Supported Platforms¶
Just like scrapli "core", scrapli_cfg covers the "core" NAPALM platforms -- Cisco IOS-XE, IOS-XR, NX-OS, Arista EOS, and Juniper JunOS (eventually, no JunOS support just yet). Below are the core driver platforms and regularly tested version.
Cisco IOS-XE (tested on: 16.12.03) Cisco NX-OS (tested on: 9.2.4) Juniper JunOS (tested on: 17.3R2.10) Cisco IOS-XR (tested on: 6.5.3) Arista EOS (tested on: 4.22.1F)

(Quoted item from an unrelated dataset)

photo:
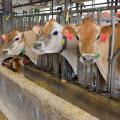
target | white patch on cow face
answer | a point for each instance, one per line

Specific platform support requirements are listed below.
Arista EOS¶
scrapli_cfg uses configuration sessions in EOS, this feature was added somewhere around the 4.14 release. Early
versions of EOS that support configuration sessions did not allow configuration sessions to be aborted from
privilege exec, the clear_config_sessions
will not work on these versions, however all other scrapli_cfg features
should work.
Cisco IOSXE¶
IOSXE behavior is very similar to NAPALM, using the archive feature to help with config management and diffs, as such scrapli_cfg requires IOS versions > 12.4(20)T -- all IOSXE versions should be supported (please open an issue or find me on Slack/Twitter if this is incorrect!).
Cisco IOSXR¶
scrapli_cfg has worked on every IOSXR version that it has been tested on -- due to IOSXR natively supporting configuration merging/replacing this should work on most IOSXR devices.
Cisco NXOS¶
scrapli_cfg should work on most versions of NXOS, there is no requirement for NX-API, instead scrapli_cfg simply relies on the tclsh.
Juniper JunOS¶
scrapli_cfg should work on JunOS too -- though JunOS has likely received the least amount of testing at this point.